A desistência é uma
revelação.
Desisto, e terei sido a
pessoa humana - é só no pior de minha condição que esta é
assumida como o meu destino. Existir exige de mim o grande sacrifício
de não ter força, desisto, e eis que na mão fraca o mundo cabe.
Desisto, e para a minha pobreza humana abre-se a única alegria que
me é dado ter, a alegria humana. Sei disso, e estremeço - viver me
deixa tão impressionada, viver me tira o sono.
(...)
Senti que meu rosto em
pudor sorria. Ou talvez não sorrisse, não sei. Eu confiava.
Em mim? no mundo? no Deus?
na barata? Não sei. Talvez confiar não seja em quê ou em quem.
Talvez eu agora soubesse que eu mesma jamais estaria à altura da
vida, mas que minha vida estava à altura da vida. Eu não alcançaria
jamais a minha raiz, mas minha raiz existia. Timidamente eu me
deixava transpassar por uma doçura que me encabulava sem me
constranger.
Oh Deus, eu me sentia
batizada pelo mundo. Eu botara na boca a matéria de uma barata, e
enfim realizara o ato ínfimo.
Não o ato máximo, como
antes eu pensara, não o heroísmo e a santidade. Mas enfim o ato
ínfimo que sempre me havia faltado. Eu sempre fora incapaz do ato
ínfimo. E como o ato ínfimo, eu me havia deseroizado. Eu, que havia
vivido do meio do caminho, dera enfim o primeiro passo de seu começo.
Enfim, enfim quebrara-se
realmente o meu invólucro, e sem limite eu era. Por não ser, eu
era. Até o fim daquilo que eu não era, eu era. O que não sou eu,
eu sou. Tudo estará em mim, se eu não for; pois «eu» é apenas um
dos espasmos instantâneos do mundo. Minha vida não tem sentido
apenas humano, é muito maior - é tão maior que, em relação ao
humano, não tem sentido.
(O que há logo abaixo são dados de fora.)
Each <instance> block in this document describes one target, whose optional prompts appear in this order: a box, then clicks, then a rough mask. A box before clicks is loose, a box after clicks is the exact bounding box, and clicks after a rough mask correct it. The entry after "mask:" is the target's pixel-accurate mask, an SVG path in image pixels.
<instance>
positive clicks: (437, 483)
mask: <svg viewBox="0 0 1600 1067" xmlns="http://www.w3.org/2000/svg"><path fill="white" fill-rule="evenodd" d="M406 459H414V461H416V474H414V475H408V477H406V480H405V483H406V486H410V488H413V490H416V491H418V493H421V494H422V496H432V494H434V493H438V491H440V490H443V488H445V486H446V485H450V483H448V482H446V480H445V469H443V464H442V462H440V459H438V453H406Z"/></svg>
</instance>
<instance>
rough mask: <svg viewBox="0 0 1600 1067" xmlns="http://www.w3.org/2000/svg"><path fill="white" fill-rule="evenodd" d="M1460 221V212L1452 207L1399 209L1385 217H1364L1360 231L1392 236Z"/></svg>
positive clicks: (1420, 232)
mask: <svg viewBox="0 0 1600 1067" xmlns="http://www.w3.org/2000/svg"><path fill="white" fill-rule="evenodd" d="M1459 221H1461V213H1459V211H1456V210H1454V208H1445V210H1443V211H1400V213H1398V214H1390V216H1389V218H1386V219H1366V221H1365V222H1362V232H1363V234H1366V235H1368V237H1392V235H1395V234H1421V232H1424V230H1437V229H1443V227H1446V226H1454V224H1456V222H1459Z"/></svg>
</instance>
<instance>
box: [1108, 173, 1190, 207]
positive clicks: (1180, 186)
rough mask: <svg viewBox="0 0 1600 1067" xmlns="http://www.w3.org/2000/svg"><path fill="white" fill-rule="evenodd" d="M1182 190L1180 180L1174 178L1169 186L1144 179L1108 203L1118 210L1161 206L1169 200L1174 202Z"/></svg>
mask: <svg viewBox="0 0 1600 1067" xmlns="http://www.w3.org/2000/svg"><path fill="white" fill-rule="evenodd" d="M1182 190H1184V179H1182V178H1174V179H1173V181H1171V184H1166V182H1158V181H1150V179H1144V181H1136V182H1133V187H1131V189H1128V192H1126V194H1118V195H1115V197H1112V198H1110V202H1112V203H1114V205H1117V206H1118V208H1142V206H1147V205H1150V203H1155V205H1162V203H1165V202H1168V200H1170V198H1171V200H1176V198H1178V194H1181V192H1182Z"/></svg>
Da organização geral que era maior que
eu, eu só havia até então percebido os fragmentos. Mas agora, eu
era muito menos que humana - e só realizaria o meu destino
especificamente humano se me entregasse, como estava me entregando,
ao que já não era eu, ao que já é inumano.
E entregando-me com a
confiança de pertencer ao desconhecido.
(...)
E tal entrega é o único
ultrapassamento que não me exclui. Eu estava agora tão maior que já
não me via mais. Tão grande como uma paisagem ao longe. Eu era ao
longe.
(...)
O mundo independia de mim
- esta era a confiança a que eu tinha chegado: o mundo independia de
mim, e não estou entendendo o que estou dizendo, nunca! nunca mais
compreenderei o que eu disser. Pois como poderia eu dizer sem que a
palavra mentisse por mim? como poderei dizer senão timidamente
assim: a vida se me é. A vida se me é, e eu não entendo o que
digo. E então adoro. - - - - - -
Clarice Lispector, A Paixão segundo G.H.